A hospital worker who was left anxious and afraid after an attempted break-in says she finally feels safe in her home again after receiving free Safer Streets security upgrades.
Louise Elvin was at her Top Valley home watching TV with her husband when a suspicious man walked down their garden path and tried their door handle.
Luckily her husband saw what was happening and chased the man off before he could get into the property – but the incident just over two years ago left Louise nervous that it could happen again.
“I have anxiety so I started to get nervous about it. I didn’t feel safe, especially when we are out of the house,” said Louise, a theatre support worker at the City Hospital.
“We work long hours. I work 12 hours a day at the hospital and you just want to feel your home is protected.”
When Louise received a leaflet through her door informing her she could receive free security devices through the Safer Streets scheme – which covers a specific part of Top Valley where she lives – she jumped at the chance.
The 58-year-old has now had a Ring video doorbell and window alarms fitted and is due to receive motion sensor lighting, CCTV, and a security bolt on her back gate.
“It means I can feel safe and know that when I’m at work I’m not going to get burgled and I’ve done everything I can to secure the house, thanks to the Safer Streets scheme,” she said.
“I really appreciate it because we don’t have lots of money and we have got all this for nothing. It has made me feel happy and that I don’t need to worry.”
The Office of the Police and Crime Commissioner for Nottinghamshire was successful in securing £3 million of funding through the Home Office’s Safer Streets programme in July 2022.
Since then it has been working alongside Nottinghamshire Police and each of the local authorities across Nottingham and Nottinghamshire, including Nottingham City Council, to implement a wide range of measures to make people feel safer.
These measures include installing CCTV and better street lighting in public spaces to make people feel more secure when they are out and about, installing automatic number plate recognition cameras to allow police to track vehicles linked to criminality, Safe Spaces scheme in businesses to give people in distress a haven of safety, and allowing councils to employ Safer Street Wardens to conduct high visibility patrols.
In some specific areas where the funding has been allocated, including parts of Top Valley, burglary prevention officers are also able to offer free security devices to burglary victims to prevent repeat offences.
Match funding from police and council partners has also allowed for extra high-visibility police officer patrols in the Safer Streets areas.
The aim of the Safer Streets scheme is to tackle neighbourhood crime – such as burglary, theft and vehicle crime – as well as deter antisocial behaviour and violence against women and girls.
Burglary prevention officers PCSO Amardeep Sandhu, of Nottinghamshire Police, and Julian Best, of Nottingham City Council, work together on the project to secure people’s homes.

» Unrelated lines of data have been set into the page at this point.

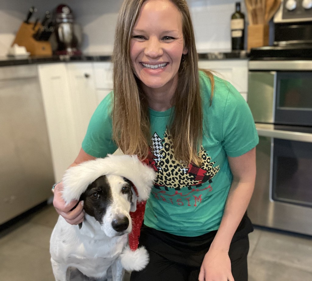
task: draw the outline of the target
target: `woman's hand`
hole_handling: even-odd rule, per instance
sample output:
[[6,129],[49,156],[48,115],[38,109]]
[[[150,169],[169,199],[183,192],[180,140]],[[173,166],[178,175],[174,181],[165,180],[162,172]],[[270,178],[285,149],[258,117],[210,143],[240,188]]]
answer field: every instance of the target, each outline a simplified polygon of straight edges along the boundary
[[56,212],[63,217],[68,223],[71,224],[78,224],[83,220],[85,216],[85,212],[83,210],[83,201],[80,202],[74,208],[78,203],[77,200],[74,200],[66,205],[65,201],[62,196],[63,188],[62,182],[60,182],[55,186],[53,205]]
[[205,255],[198,279],[199,281],[234,281],[227,252],[211,248]]

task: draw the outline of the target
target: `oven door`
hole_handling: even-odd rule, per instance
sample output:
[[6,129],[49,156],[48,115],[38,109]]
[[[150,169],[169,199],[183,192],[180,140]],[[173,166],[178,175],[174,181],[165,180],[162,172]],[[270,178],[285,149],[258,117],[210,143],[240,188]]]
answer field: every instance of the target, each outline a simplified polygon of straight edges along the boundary
[[257,175],[248,213],[255,224],[312,235],[312,128],[257,124]]
[[275,123],[312,126],[312,71],[276,74]]
[[250,71],[248,92],[255,122],[312,126],[312,71]]

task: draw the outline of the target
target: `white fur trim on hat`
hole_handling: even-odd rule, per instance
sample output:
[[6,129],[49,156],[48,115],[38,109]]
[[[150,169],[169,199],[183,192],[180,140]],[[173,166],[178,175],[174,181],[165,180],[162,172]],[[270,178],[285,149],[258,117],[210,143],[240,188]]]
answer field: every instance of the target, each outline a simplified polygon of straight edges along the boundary
[[144,247],[132,251],[127,246],[120,256],[121,264],[126,270],[139,271],[146,266],[149,261],[147,251]]
[[67,169],[63,178],[63,198],[66,203],[79,200],[98,178],[111,174],[124,177],[132,182],[138,190],[139,201],[149,198],[155,176],[153,169],[142,163],[136,156],[109,155]]

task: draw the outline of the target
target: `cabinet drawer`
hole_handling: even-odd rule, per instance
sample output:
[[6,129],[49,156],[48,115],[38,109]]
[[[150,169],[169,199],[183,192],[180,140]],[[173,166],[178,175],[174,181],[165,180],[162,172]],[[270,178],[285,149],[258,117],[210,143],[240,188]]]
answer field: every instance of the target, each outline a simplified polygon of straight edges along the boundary
[[200,68],[208,69],[216,76],[228,81],[241,93],[246,93],[248,87],[247,60],[200,60]]
[[94,62],[93,69],[97,89],[113,89],[113,64],[110,62]]

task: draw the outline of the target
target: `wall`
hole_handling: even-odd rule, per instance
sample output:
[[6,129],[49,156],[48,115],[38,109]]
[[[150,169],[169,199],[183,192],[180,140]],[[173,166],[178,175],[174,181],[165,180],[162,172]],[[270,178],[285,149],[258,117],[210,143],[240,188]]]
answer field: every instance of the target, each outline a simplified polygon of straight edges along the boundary
[[[82,27],[81,49],[85,53],[110,54],[113,49],[117,15],[122,0],[66,0],[76,22]],[[230,21],[236,0],[188,0],[199,52],[229,51]],[[48,0],[1,0],[0,4],[0,56],[5,55],[29,7],[37,9],[32,19],[40,19],[45,11],[53,11],[61,2]],[[242,9],[245,11],[243,1]],[[245,13],[246,14],[246,13]],[[247,17],[246,16],[246,18]]]

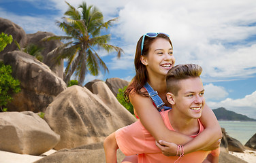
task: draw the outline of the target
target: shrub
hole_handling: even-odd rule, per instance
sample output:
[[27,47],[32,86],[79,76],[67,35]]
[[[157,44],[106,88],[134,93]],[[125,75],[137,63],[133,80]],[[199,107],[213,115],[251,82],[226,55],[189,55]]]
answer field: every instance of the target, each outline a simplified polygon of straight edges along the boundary
[[6,111],[5,107],[12,100],[13,93],[20,92],[20,82],[12,76],[12,67],[0,62],[0,108]]
[[70,80],[69,84],[67,84],[67,87],[74,86],[74,85],[78,85],[78,81],[77,80]]
[[3,50],[7,44],[11,43],[12,42],[12,36],[7,35],[5,33],[1,33],[0,34],[0,52]]
[[127,88],[127,86],[125,86],[123,89],[118,90],[118,93],[117,94],[116,98],[119,101],[119,103],[124,107],[125,107],[131,113],[134,114],[133,106],[131,105],[131,103],[127,103],[123,97],[123,94],[126,90],[126,88]]

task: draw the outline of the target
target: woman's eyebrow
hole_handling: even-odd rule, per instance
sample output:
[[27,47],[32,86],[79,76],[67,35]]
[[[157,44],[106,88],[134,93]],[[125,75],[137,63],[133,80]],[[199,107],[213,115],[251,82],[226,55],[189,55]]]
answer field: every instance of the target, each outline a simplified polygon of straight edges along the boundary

PCSO Sandhu has visited dozens of homes to make them aware of the scheme and assess them for potential security installations.
“People have been very positive. It is something Top Valley has needed for a long time. They have not had anything like this before,” he said.
“Most burglars are opportunists. They try handles and look for easy targets. But when they walk down the street and see security devices everywhere it puts them off because it’s not an easy grab.
“It is a visible deterrent and we know from other areas where this has been done it has reduced burglary and made people feel safer.”
Burglary victims in the defined area of Top Valley where the scheme is operating can still take advantage of the scheme for a limited time.
Police and Crime Commissioner Caroline Henry said:
“Safer Streets has a real impact on people’s feelings of safety. We are achieving this by working in partnership with police and councils to put more uniform presence on the streets and more security measures in people’s homes and in public areas.”
Councillor Neghat Khan, the Portfolio Holder for Neighbourhoods, Safety and Inclusion at Nottingham City Council, said: “Break-ins and burglaries are a deeply upsetting crime which undermines people’s confidence and ability to feel comfortable in their own properties. It’s great to hear that these measures are helping to restore that confidence and comfort and deter further incidents in those neighbourhoods.”